「倒れるまで無理をする人」が仕事を断れない理由 ストレスフルな現代に必要な「モンク思考」
瞑想は、かつてオウム真理教事件で社会的に叩かれていましたが、今ではWHO(世界保健機関)や日本の厚生労働省も「メンタルヘルスのためにマインドフルネスが必要」という認識を示すようになりました。
その理由は、コロナ禍をはじめとするさまざまな要因によって医療費がかさみすぎてしまい、メンタルヘルスに予算を割けなくなったという台所事情もあるように思います。
精神科医療は、本当に逼迫しています。今日「死にたい」という気持ちを抱えて病院を探しても、2週間先でないと予約が取れないという危機的な事態が実際に起きています。
だから、各自が自分の心と体をケアして、発症予防してくれないと、もう国は面倒みられませんという状態になってしまったというのが現実なのです。
その中で、唯一自分でできるケア法がマインドフルネスでもあり、最近になって急速に注目されてもいるわけですね。
適切な指導者が必要とされている
ただ、気を付けなければならないのは、決して患者さんに丸投げしていいものでもないということです。こういう瞑想をしたほうがいい、あるいは、こんなうつやトラウマを抱えている場合は、逆に瞑想はやらないほうがいいという場合もあります。
ですから、適切に指導できる指導者を、質を担保しながら、早急に育成し、輩出していかなければならないというのが、私たちの危機感でもあります。

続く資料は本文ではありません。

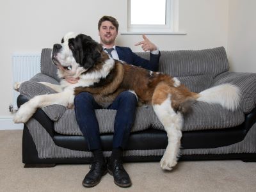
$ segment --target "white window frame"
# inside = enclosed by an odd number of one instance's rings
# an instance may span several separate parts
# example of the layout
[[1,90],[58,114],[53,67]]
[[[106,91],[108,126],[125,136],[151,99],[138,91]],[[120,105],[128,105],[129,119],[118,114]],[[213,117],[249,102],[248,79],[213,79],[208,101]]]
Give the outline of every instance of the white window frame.
[[[186,35],[179,31],[179,1],[166,0],[166,24],[164,25],[141,25],[131,24],[131,0],[127,0],[127,31],[121,34],[173,34]],[[156,0],[157,3],[157,0]]]

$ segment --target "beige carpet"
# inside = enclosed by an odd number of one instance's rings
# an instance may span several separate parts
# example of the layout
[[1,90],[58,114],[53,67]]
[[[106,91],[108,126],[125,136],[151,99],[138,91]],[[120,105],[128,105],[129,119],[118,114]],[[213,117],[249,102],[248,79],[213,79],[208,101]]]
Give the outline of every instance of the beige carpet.
[[172,172],[158,163],[126,163],[132,182],[116,186],[107,174],[87,189],[81,182],[88,164],[24,168],[22,131],[0,131],[0,191],[256,191],[256,163],[240,161],[182,161]]

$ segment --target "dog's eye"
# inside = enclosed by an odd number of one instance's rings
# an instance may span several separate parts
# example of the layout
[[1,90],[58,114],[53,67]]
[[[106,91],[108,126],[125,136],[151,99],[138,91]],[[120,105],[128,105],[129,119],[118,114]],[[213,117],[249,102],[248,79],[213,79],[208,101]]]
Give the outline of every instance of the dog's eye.
[[69,45],[69,49],[71,49],[71,51],[74,51],[74,50],[75,50],[75,47],[74,47],[74,45],[72,45],[72,44],[69,44],[68,45]]

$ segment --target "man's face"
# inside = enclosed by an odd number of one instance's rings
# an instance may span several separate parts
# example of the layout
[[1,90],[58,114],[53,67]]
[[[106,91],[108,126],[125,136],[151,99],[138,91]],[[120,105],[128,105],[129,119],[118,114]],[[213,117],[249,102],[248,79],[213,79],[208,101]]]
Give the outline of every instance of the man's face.
[[100,43],[103,45],[114,45],[118,32],[116,28],[108,20],[102,22],[99,30]]

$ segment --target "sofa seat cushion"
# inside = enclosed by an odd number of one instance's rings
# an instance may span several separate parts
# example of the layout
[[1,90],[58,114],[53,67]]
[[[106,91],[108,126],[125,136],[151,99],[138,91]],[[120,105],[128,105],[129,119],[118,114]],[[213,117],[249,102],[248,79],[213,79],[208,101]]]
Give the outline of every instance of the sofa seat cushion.
[[[100,133],[114,131],[115,110],[96,109]],[[189,113],[184,115],[183,131],[204,129],[228,129],[241,124],[244,120],[244,113],[241,110],[231,112],[218,104],[195,102]],[[152,106],[138,107],[131,132],[150,128],[164,130]],[[77,124],[73,109],[67,109],[59,120],[54,122],[55,131],[63,134],[82,135]]]

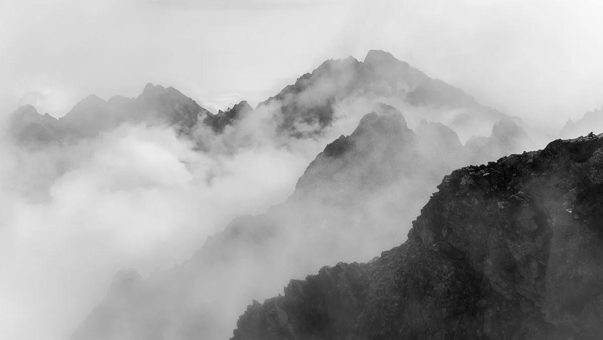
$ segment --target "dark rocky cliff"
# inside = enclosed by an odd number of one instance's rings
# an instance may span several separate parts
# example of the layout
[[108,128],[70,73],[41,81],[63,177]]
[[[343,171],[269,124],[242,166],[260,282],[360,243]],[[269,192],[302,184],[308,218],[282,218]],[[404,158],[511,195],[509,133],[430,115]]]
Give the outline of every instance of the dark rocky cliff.
[[292,280],[233,339],[601,338],[603,135],[438,187],[403,245]]

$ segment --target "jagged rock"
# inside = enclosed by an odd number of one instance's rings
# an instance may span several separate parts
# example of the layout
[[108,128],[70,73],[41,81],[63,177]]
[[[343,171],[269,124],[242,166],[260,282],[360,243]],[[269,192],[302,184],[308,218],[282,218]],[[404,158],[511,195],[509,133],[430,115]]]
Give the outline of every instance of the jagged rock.
[[[317,156],[286,202],[236,219],[189,261],[145,280],[133,295],[143,297],[107,298],[98,310],[110,315],[93,312],[73,339],[145,339],[148,329],[182,339],[224,338],[238,311],[289,278],[325,261],[367,260],[399,244],[406,233],[400,225],[410,224],[452,170],[423,155],[417,141],[399,111],[378,105]],[[277,323],[288,320],[276,313]],[[99,327],[113,330],[103,338]]]
[[600,339],[603,134],[444,177],[408,240],[248,307],[234,340]]
[[584,114],[575,122],[568,120],[559,133],[562,138],[575,138],[587,135],[589,132],[601,132],[603,129],[603,107]]
[[[428,115],[423,118],[450,120],[453,128],[463,132],[484,124],[491,126],[506,117],[391,54],[375,50],[369,51],[363,62],[352,57],[327,60],[259,106],[276,104],[279,129],[303,137],[320,133],[332,122],[335,106],[355,97],[403,102],[422,108],[418,110],[420,114]],[[309,127],[300,129],[298,124]]]
[[48,114],[45,118],[35,118],[30,114],[32,109],[26,106],[13,114],[17,118],[13,120],[11,130],[21,144],[43,145],[93,137],[124,123],[166,124],[187,133],[197,124],[200,115],[211,114],[174,88],[151,83],[136,98],[115,96],[106,101],[90,95],[58,120]]
[[232,109],[229,107],[226,111],[220,110],[217,114],[208,113],[203,119],[203,123],[211,127],[214,132],[220,133],[224,132],[227,126],[235,124],[236,121],[253,111],[251,106],[244,100],[235,104]]
[[28,146],[57,144],[63,131],[58,121],[49,115],[40,115],[31,105],[21,106],[10,116],[9,133],[21,145]]
[[535,145],[525,130],[508,118],[496,122],[490,136],[474,136],[465,144],[474,164],[531,150]]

そんな中、精神科医にかかわらず、内科や耳鼻科、小児科、婦人科といったほかの診療科の先生方から、患者さんを救うためにマインドフルネスを学びたいというご依頼が増えていることは、将来への明るい希望であると感じています。
私は、マインドフルネスは、精神科医でなければ指導できないものではないと思っています。瞑想に興味があって、患者さんがちょっとでも元気になる手助けをしたいという、心ある医師に教えていただけたらと思い、いろいろな科の先生方に指導させていただいたこともあります。これからいかに医師向けの啓蒙をすすめていくかが、課題でもあります。
精神科医かつ禅僧として活動している私の一大コンセプトは、信仰や文化、その人の育ってきた背景や現在の環境がどうであれ、どのように語れば、ブッダの教えた人生の智恵や真実を、その人が受け取ることのできる形で伝えられるか、ということです。そして、最終的には、それが世界平和に貢献していくだろうと確信しています。